Robert Jan 'Roy' van de Hoek
322 Culver Boulevard, Suite 317
Playa del Rey, California 90293
A few years later, in 1941, Roger Tory Peterson wrote and illustrated a second book on birds, as a geographic sequel, entitled: A Field Guide to the Western Birds. In that 'field guide', he wrote a significant and interesting narrative about Ralph Hoffmann. Roger Tory Peterson wrote these words 9 years after the death of Ralph Hoffmann.
This article will show that Ralph Hoffmann preceded Peterson with his field guide and that he influenced Peterson. Other scientists, naturalists, and birders have been inspired by Hoffmann's book, even more than 60 years after Hoffmann's last book and his death, simply through his good writing, knowledge, and inspiration that he put into his books. My humble contribution with this article is part of a larger project as a comparative biography and history of Ralph Hoffmann, not only in California, but also in Massachusetts. Additionally, two counties, from these two states are being investigated compartively, namely Santa Barbara County and Berkshire County. This project hopes to accomplish a dual comparison at both a national and regional level with a perspective of Ralph Hoffmann toward both native birds and native plants.
Presented below are excerpts by Roger Tory Peterson from all three editions regarding his acknowledgement of Ralph Hoffmann's talents, but you will also see displayed a subtle competition that Peterson expressed toward Hoffmann's field handbook. The result is that it elevates the stature of Peterson's own book, so that the public consumer of this book, particularly birders, scientists, and naturalists, would need to buy his book. Ralph Hoffmann's name has been placed in "bold" text to highlight that the use of Hoffmann's name diminishes after the first edition to only one time in the second and third edition. Interestingly and oddly, in the third edition, Peterson used Hoffmann's first name of "Ralph" together with his surname. The first name is also highlighted in "bold" text. Finally, I placed the word "field" and the phrase "pocket size" in bold text to show that Peterson was showing a subtle difference to distinguish his book from Hoffmann's book. However, I think that the Peterson said it appropriately in his first edition, where he wrote that the two books compliment each other. After using both of these books together in the field as practice and with groups of people on tours, it still seems to be the case that these two books compliment each other, particularly in southern California.

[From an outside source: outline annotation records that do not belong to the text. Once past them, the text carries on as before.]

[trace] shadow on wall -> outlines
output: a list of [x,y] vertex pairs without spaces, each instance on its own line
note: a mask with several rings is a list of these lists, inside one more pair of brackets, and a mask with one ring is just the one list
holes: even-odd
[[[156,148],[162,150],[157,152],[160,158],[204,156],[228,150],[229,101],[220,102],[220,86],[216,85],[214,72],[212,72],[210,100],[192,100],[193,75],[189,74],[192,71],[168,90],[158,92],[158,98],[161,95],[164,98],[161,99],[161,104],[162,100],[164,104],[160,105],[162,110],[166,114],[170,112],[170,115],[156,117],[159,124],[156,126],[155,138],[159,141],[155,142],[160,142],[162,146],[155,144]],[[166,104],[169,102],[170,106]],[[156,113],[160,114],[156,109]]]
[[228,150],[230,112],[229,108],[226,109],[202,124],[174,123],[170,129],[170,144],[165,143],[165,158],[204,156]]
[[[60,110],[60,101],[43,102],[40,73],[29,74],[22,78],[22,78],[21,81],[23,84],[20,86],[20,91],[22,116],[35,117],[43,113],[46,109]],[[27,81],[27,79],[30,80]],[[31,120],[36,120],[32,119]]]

A careful perusal shows a greatly abbreviated narrative about Ralph Hoffmann in the second and third edition to only one sentence in length. Whereas in the first edition of 1941, there were four sentences. Secondly, the part of the quotation that discusses that the two handbooks by Hoffmann and Peterson "could be most effectively used as a companion piece" was eliminated by Peterson. Thirdly, the compliment about Hoffmann's talent at description of the voices of the birds and their habitats were completely removed by Peterson. One wonders why of course?
Thus far, I have discovered two additional birding books that have acknowledged Ralph Hoffmann in the last 20 years. They are a book on warblers of North America by Dunn and Garrett (1997) and another book on shorebirds of the Pacific Northwest by Paulson (1993). These two books are a clear indication that the importance and influence of Ralph Hoffmann continued into a new generation of birders and that the torch of influence of Ralph Hoffmann lives on.
Wouldn't it be nice to bring Hoffmann's classic 1927 back in print again? As Peterson suggested, his own handbook could "be most effectively used as a companion piece" to Hoffmann's guide. And it would be nice for Hoffmann's classic to be in print for history, nostalgia, and for educators and scientists to utilized for some deep ecology in California. This brief biography and history article forms part of a larger study as a biography and history project into the 'life and times' of Ralph Hoffmann. And it is also a greater project that is being completed in conjunction with a comparative history of birding and floristic field work by Ralph Hoffmann in Berkshire County and Santa Barbara County. There are overtones for understanding environmental history and the history of natural history in Massachusetts and California. In a very real sense, it is an ambitious project of historical geography, the history of ecology, and biogeography of two microcosms in the United States.